The legend of the see-through blue two-piece bathing suit

The air had not been moving for days. The fireball in the baby blue sky has turned this most vivid tourist attraction mile into a dusty urban desert. Those who can have migrated to the mint tasting freshness of the Brandenburg lakes, those who can’t are attending the Miss Roasted Chicken 2008 awards in the empty brown fields that used to be healthy green parks a fortnight ago. 

Only Patrick, Andy and Julia are excluded from the worship of the sun. The university is merciless. However, Julia’s goal for that afternoon is not to finish the university work but to get Patrick to migrate to a hidden lonely lake with her. She likes his long, brown hair, his three day’s beard, his Hawaiian shirt and the imagination of what might be underneath it. Yes, she has a crush on him. Only problem is, Andy wants to join the trip to the lake. Andy is the type of guy who is always well prepared – wearing a suit to university that you would imagine a 60 old history professor to wear, even when it’s 40 degrees outside because he might run into his 60 years old history professor. But he isn’t prepared for spontaneous natural refreshment. “The only problem is I don’t have swimming shorts.”

“No problem, I can borrow you some of mine,” Patrick’s only problem is that he is too nice to everybody. Comparing the body sizes of the two, Andy would look like a 1970’s coast guard in shorts that were very loose around Patrick’s hips. Julia realised that she needs to put an impediment to that: “Or I can borrow you one of mine. I have a beautiful see-through blue two-piece bathing suit. You’d look sexy in that.”

See-through! Blue! Two-piece! Bathing suit! The guys would have not been guys, if they weren’t getting curious. “Why do you have a see-through bathing suit?” “I wore it so often that it became see-through.” “Why do you keep it?” “I keep it to wear it under t-shirts that you tie around your neck.”
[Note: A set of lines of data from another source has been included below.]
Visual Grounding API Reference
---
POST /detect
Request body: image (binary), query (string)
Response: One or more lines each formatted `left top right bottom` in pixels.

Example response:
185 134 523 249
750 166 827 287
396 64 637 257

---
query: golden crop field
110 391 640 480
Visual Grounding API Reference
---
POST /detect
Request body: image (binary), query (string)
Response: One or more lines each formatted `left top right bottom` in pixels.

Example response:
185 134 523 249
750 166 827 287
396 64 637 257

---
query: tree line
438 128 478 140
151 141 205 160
That night Julia calls up Patrick with the obvious intention to make a date even though her explanation is that she needs to borrow some papers. The conversation drifts off and of course the bathing suit is mentioned. “You could send me a picture of you wearing it,” Patrick suggests. The next thing Julia does, is to call up her best male friend Robert to ask, if that means that Patrick is interested in her. Of course, Robert wants to know about the bathing suit. He just became member number three of the secret blue bathing suit society.

The next day, Julia and Patrick actually have a date. “By chance” Julia wears a T-shirt to tie around her neck and that bikini underneath it. But Patrick is too shy to comment on it or attempt to take it off.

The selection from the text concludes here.